10 April, 2026
Every year, Larry Fink, the CEO of BlackRock, the largest asset manager in the world, writes a letter that is often seen to set the tone for global finance. This year, his message is that capitalism is working, but too few people are benefiting from it.
This chimes with our thinking. For the past 30 years, we’ve been motivated by the idea that business can be part of the solution – because capitalism, done well, can drive progress, innovation, and positive impact.
Fink points to a reality that is hard to ignore. Over the past decades, a huge amount of value has been created, but it has not been shared equally. Since 1989, a dollar invested in the stock market has grown more than 15 times faster than a dollar tied to median wages. In practice, this means that those who already own assets have seen their wealth grow significantly, while those who rely on income from work have benefited far less, a trend that AI is likely to compound.
Fink’s response is to bring more people into the system. He argues that more people accessing long-term investing, retirement systems, and new technologies that make investing easier, means more people benefitting from the growth that is already happening. It makes sense: if wealth is increasingly created through ownership, then access to ownership matters.
What’s important to recognise, however, is that Larry Fink has a clear stake in this vision.
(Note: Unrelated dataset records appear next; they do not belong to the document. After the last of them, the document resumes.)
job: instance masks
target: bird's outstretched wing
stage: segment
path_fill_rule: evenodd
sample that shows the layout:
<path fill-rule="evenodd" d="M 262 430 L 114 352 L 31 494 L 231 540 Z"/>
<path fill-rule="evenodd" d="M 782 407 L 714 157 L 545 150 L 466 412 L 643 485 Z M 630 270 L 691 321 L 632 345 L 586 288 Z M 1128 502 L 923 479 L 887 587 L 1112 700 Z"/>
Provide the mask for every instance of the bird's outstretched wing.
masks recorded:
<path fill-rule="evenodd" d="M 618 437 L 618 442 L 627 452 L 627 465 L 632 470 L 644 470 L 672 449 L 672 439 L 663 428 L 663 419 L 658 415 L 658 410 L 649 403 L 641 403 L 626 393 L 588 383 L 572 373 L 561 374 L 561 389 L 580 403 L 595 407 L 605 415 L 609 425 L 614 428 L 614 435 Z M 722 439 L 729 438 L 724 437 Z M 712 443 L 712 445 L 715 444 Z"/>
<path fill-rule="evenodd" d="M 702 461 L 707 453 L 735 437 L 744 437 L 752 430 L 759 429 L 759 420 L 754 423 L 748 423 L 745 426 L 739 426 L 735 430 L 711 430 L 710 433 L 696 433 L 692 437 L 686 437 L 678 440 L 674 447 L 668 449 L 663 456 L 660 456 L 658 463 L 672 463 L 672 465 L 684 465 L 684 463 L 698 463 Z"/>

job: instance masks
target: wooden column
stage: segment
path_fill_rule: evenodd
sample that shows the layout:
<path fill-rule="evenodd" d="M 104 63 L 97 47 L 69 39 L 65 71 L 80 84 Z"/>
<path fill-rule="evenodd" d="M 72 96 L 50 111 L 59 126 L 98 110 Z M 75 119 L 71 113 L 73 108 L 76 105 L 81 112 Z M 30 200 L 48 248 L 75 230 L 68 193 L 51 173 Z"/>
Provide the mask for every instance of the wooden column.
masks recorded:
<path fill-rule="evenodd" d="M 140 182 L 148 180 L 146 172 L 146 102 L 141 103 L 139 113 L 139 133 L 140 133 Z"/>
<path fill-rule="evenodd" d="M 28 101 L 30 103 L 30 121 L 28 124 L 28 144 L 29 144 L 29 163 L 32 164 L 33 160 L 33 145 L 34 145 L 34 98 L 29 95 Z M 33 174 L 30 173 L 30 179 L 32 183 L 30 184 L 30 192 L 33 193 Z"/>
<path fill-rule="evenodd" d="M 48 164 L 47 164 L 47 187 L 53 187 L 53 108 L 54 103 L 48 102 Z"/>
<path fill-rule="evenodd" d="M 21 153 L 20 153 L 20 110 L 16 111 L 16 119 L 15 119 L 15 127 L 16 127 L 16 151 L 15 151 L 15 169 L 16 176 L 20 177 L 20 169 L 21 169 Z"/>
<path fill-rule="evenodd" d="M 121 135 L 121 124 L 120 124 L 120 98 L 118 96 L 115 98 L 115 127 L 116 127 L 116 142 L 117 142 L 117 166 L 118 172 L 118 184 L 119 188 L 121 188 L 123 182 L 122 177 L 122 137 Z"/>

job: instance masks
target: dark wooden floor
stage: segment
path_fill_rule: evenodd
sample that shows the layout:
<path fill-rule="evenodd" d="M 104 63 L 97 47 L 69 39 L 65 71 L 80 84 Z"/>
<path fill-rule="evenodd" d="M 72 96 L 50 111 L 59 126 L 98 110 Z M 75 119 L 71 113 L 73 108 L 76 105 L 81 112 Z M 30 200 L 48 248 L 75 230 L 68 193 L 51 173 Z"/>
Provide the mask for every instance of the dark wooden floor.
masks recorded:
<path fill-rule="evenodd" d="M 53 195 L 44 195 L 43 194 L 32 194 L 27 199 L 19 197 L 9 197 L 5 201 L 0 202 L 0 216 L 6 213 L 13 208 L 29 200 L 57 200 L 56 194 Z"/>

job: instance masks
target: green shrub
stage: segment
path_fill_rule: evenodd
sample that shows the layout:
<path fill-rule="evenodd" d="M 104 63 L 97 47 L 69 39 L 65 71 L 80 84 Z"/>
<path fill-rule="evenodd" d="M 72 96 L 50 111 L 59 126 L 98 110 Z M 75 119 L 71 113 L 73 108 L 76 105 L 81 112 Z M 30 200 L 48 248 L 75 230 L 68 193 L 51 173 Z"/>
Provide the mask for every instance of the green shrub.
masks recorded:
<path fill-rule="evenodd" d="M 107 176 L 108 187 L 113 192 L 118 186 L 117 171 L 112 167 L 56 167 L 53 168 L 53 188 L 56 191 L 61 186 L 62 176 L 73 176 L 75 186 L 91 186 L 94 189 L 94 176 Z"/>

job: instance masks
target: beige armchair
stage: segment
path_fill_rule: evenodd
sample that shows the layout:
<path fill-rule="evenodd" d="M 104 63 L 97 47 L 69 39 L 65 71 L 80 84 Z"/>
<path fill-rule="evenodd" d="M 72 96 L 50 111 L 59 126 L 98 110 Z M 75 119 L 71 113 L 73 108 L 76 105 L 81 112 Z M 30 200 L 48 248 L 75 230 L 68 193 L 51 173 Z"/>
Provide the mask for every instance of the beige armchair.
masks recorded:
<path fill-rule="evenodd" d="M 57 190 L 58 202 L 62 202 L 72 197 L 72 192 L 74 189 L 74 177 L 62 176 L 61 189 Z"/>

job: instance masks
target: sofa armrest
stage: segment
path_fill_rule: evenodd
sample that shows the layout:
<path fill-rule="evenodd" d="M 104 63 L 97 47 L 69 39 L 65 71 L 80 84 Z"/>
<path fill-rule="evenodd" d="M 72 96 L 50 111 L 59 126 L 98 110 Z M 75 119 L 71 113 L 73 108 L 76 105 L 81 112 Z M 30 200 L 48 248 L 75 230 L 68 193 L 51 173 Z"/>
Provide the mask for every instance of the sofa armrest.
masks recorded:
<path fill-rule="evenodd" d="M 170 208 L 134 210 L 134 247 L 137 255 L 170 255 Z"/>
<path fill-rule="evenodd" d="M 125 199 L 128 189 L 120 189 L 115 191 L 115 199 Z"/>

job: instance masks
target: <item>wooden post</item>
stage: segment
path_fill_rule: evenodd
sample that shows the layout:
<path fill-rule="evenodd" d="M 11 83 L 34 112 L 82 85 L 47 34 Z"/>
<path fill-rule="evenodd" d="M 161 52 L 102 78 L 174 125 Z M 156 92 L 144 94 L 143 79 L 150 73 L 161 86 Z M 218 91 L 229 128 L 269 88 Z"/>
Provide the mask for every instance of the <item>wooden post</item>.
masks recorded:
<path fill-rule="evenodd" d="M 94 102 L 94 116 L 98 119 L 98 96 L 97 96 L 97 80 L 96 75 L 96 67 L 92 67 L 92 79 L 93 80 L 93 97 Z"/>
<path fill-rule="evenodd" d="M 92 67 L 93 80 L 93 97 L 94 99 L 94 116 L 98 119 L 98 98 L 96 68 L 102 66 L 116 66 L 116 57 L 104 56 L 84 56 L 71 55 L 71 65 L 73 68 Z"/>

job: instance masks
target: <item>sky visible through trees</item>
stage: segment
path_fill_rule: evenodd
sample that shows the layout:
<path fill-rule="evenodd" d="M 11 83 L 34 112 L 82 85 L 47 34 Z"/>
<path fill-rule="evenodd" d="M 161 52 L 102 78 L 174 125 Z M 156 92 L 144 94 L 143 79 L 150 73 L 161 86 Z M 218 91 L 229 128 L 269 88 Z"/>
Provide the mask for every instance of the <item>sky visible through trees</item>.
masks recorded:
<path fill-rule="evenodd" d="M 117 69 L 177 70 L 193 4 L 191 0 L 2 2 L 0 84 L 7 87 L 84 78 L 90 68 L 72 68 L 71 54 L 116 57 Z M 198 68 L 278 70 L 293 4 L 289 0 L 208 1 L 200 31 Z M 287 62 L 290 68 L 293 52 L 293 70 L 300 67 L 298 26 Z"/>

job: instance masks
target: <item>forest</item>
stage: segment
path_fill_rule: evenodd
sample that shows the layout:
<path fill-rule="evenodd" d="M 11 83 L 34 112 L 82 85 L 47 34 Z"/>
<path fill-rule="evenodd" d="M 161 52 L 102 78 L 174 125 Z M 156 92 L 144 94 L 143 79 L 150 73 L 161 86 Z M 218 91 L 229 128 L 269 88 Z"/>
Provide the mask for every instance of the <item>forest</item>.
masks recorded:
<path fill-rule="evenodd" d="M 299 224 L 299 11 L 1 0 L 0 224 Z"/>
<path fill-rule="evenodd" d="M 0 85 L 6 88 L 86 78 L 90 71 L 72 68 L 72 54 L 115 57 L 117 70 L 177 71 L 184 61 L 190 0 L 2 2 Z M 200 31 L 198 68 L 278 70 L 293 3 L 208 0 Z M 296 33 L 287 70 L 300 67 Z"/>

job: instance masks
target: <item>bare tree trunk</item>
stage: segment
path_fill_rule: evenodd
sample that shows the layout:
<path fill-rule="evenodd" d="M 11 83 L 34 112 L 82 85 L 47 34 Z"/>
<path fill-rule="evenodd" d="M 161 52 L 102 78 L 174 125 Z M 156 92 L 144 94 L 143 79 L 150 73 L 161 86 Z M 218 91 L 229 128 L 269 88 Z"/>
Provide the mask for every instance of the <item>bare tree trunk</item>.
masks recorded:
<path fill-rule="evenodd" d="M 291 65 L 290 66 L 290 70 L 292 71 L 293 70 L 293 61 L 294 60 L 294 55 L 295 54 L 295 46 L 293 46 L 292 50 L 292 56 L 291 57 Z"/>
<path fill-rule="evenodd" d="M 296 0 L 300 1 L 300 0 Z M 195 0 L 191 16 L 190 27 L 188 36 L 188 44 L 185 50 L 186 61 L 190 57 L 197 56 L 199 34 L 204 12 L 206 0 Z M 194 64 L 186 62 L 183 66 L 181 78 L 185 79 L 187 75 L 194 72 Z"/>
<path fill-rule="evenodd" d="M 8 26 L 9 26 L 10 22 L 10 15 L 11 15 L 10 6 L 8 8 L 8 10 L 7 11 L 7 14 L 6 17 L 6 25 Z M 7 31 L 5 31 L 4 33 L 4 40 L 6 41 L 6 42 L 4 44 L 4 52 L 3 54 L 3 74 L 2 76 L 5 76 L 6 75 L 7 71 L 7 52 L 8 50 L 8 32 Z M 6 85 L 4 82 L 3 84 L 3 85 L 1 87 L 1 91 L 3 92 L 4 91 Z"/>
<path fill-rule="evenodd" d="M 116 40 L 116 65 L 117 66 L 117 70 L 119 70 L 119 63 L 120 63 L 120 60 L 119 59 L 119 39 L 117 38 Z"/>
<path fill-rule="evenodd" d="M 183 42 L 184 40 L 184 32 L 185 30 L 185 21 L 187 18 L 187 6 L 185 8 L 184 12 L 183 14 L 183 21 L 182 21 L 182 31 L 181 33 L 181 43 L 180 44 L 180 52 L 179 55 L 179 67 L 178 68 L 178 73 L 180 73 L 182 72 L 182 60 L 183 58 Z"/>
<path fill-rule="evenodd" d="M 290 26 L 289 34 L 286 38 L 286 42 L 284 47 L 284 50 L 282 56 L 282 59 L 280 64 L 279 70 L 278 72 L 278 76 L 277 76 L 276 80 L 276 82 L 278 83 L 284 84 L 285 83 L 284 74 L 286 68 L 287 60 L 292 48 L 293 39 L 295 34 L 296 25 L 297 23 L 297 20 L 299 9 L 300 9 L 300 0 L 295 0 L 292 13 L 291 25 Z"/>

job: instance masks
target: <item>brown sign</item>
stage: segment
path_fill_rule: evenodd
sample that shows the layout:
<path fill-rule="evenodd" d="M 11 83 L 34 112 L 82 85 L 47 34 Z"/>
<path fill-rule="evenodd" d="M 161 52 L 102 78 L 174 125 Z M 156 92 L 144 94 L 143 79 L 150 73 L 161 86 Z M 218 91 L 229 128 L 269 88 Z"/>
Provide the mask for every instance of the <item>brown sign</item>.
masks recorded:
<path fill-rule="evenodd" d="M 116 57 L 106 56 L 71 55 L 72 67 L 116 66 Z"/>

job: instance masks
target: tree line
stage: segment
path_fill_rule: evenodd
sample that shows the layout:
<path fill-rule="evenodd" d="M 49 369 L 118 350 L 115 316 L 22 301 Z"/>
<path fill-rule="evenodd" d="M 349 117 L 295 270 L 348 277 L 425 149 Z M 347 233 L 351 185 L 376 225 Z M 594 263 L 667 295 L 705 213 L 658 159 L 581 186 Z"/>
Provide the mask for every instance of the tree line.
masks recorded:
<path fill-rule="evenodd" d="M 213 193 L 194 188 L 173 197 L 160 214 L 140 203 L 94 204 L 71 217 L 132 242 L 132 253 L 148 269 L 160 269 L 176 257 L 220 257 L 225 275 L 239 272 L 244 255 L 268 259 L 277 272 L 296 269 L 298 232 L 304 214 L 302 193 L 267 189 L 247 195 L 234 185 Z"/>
As the head of BlackRock, a company managing more than $10 trillion in assets, his business depends on capital markets growing, on more assets being invested, and on more people participating in them. This is not a system observed from the outside; it is one BlackRock has helped shape. Encouraging wider ownership is therefore not only a societal argument, it also aligns with the growth of the system his company benefits from.
That doesn’t make his argument wrong, but it does raise a more fundamental question: if people are not earning enough, how can they realistically participate in the system he is asking them to buy into? If wealth continues to concentrate at the top, and wages fail to keep pace, it is not clear where most people will find the means to invest in the first place. Larry Fink has identified a real system failure, but he stops short of addressing the full system in his solution. Access alone cannot solve a system where the starting point remains unequal.
For leaders like Fink, who hold both influence and power at a global scale, the question is whether they are willing to address not only how people enter the system, but also how value is distributed within it. Because in the end, participation means little without the means to participate.